Menurut Widi, pemerintah daerah telah melakukan rehabilitasi dan penghijauan kembali lahan kritis. Pada 2025, rehabilitasi dilakukan seluas 2.880 hektare, di luar hutan rakyat 1.451 hektare dan reboisasi kawasan non-hutan 174 hektare. DLHK juga menanam 2,3 juta bibit mangrove di area 355 hektare di pesisir utara Jawa Tengah.

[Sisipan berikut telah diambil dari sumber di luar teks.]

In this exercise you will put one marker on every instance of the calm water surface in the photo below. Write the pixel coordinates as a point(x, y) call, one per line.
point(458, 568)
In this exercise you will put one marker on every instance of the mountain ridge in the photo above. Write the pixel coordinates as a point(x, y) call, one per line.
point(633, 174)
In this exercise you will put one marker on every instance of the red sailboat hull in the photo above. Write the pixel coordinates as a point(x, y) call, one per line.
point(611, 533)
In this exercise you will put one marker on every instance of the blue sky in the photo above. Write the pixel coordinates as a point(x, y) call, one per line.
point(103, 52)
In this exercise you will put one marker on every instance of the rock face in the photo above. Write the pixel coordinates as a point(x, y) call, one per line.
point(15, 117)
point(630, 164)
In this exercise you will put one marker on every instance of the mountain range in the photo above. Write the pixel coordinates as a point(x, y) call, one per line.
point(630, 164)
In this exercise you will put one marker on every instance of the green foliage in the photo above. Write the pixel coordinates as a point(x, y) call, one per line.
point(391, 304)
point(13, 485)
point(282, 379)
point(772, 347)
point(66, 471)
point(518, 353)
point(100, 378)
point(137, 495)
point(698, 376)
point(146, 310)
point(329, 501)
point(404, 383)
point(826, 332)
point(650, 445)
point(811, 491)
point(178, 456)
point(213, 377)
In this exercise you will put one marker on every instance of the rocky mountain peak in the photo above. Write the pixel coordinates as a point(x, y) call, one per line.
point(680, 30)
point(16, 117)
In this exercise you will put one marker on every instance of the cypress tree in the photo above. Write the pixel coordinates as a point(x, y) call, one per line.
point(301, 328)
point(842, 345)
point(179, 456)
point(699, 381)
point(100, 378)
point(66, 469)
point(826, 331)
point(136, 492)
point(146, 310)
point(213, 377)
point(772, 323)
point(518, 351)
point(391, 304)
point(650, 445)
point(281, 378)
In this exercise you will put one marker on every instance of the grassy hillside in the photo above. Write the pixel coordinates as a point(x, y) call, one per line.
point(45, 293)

Rangkaian banjir yang kembali terjadi di awal 2026 menambah daftar kejadian serupa yang berulang di Jawa Tengah. Di tengah upaya penanganan darurat, perdebatan mengenai tata kelola ruang, perlindungan kawasan hulu, serta penguatan perlindungan bagi masyarakat pesisir kembali mengemuka.